Прасковья Александровна времени зря не теряла. После неудачной, как ей казалось, беседы с государыней она опрометью побежала к Потемкину и после первых же комплиментов выпалила:
– Князь, голубчик, есть дело...
Хотя Григорий Александрович и недолюбливал толстую проныру, но порою нуждался в ней. Кроме того, понимал, что близкого к императрице человека лучше иметь в друзьях, нежели врагом. Ему достаточно было и одной Протасовой.
– Слушаю, графиня...
И та поведала об охлаждении императрицы к Зоричу и о возможности его замены.
– Ты только подсоби маненько, Григорий Александрович. А уж в долгу я не останусь. Да и Протасихе охота нос натянуть. Зорич-то ее креатура...
Это был правильный ход. Толстуха знала о глухой ненависти Потемкина к Анне. По привычке она грациозно повела плечиком, тряхнув складками жира, выпирающими из декольте. Потемкин отвернулся и поморщился.
– Да чего надоть-то?
– Возьми Ванюшу Римского-Корсакова к себе в адъютанты и представь матушке.
– Ваньку, сего вертопраха? Он же ничтожество...
– А нам али философ нужон?.. В постели-то, и ничтожные люди могут быть les grands amants<Великими любовниками (фр.).>. Зорич чем лучше?..
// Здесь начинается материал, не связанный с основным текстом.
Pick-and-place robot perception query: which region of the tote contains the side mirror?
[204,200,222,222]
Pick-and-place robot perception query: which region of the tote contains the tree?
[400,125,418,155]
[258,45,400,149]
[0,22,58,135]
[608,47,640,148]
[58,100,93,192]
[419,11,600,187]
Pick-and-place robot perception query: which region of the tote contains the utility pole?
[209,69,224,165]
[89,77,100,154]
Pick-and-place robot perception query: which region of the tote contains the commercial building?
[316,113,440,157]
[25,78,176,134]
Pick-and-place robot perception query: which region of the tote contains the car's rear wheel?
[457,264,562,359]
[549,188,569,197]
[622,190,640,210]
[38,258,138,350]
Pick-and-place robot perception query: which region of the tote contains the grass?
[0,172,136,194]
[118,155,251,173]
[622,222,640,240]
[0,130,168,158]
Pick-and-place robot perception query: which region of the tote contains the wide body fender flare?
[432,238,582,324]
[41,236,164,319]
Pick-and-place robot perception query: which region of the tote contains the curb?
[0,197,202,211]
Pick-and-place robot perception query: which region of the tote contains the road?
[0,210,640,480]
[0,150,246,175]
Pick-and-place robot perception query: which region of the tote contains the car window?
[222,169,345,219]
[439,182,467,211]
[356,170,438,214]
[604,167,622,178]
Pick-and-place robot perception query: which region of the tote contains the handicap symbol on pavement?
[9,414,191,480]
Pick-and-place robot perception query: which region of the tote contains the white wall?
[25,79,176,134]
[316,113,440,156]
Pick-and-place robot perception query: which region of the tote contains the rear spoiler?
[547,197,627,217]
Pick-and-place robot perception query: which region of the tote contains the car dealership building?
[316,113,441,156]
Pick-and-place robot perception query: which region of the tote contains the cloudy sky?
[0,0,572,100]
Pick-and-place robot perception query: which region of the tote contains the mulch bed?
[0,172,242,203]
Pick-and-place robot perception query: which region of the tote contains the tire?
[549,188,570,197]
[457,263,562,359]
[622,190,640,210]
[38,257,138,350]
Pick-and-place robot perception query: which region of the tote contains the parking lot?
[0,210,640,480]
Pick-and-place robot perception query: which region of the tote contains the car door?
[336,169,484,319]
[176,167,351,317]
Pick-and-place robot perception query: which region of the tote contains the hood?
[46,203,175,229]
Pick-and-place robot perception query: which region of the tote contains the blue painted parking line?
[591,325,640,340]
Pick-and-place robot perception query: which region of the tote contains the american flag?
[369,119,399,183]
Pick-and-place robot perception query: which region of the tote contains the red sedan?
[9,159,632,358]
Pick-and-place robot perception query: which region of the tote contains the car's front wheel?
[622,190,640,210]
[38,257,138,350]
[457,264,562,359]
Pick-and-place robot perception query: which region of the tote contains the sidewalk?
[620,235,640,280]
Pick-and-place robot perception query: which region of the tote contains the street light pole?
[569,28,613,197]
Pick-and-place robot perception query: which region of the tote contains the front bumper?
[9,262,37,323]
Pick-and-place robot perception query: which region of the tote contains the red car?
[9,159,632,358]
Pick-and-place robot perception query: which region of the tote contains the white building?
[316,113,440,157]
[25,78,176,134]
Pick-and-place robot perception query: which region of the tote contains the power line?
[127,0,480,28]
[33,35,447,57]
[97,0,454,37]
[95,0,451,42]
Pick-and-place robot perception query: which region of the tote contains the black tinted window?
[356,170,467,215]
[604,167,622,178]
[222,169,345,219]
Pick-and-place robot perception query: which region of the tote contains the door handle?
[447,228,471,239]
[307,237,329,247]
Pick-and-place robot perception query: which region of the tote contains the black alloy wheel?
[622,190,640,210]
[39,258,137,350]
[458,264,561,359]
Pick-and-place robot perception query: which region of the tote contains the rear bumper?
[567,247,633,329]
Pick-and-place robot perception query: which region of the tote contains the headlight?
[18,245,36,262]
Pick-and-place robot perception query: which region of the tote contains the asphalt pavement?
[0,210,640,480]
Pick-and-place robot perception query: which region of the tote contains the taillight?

Этот вопрос решил дело. Зорича Потемкин не мог простить. Корсаков, хотелось бы надеяться, будет не таков... Неделю спустя молодой человек был представлен императрице и, получив одобрение, отправился к доктору Роджерсону.
3
Кто поведал Зоричу об отставке – неизвестно. Но, учинив утром скандал в покоях государыни, и вконец распалившись, он ворвался к Потемкину.– Это твои подкопы, князь? Тогда дуэль, на саблях, на пистолетах, на чем хошь!..
Потемкин неожиданно развернулся и сильным ударом свалил Зорича на пол.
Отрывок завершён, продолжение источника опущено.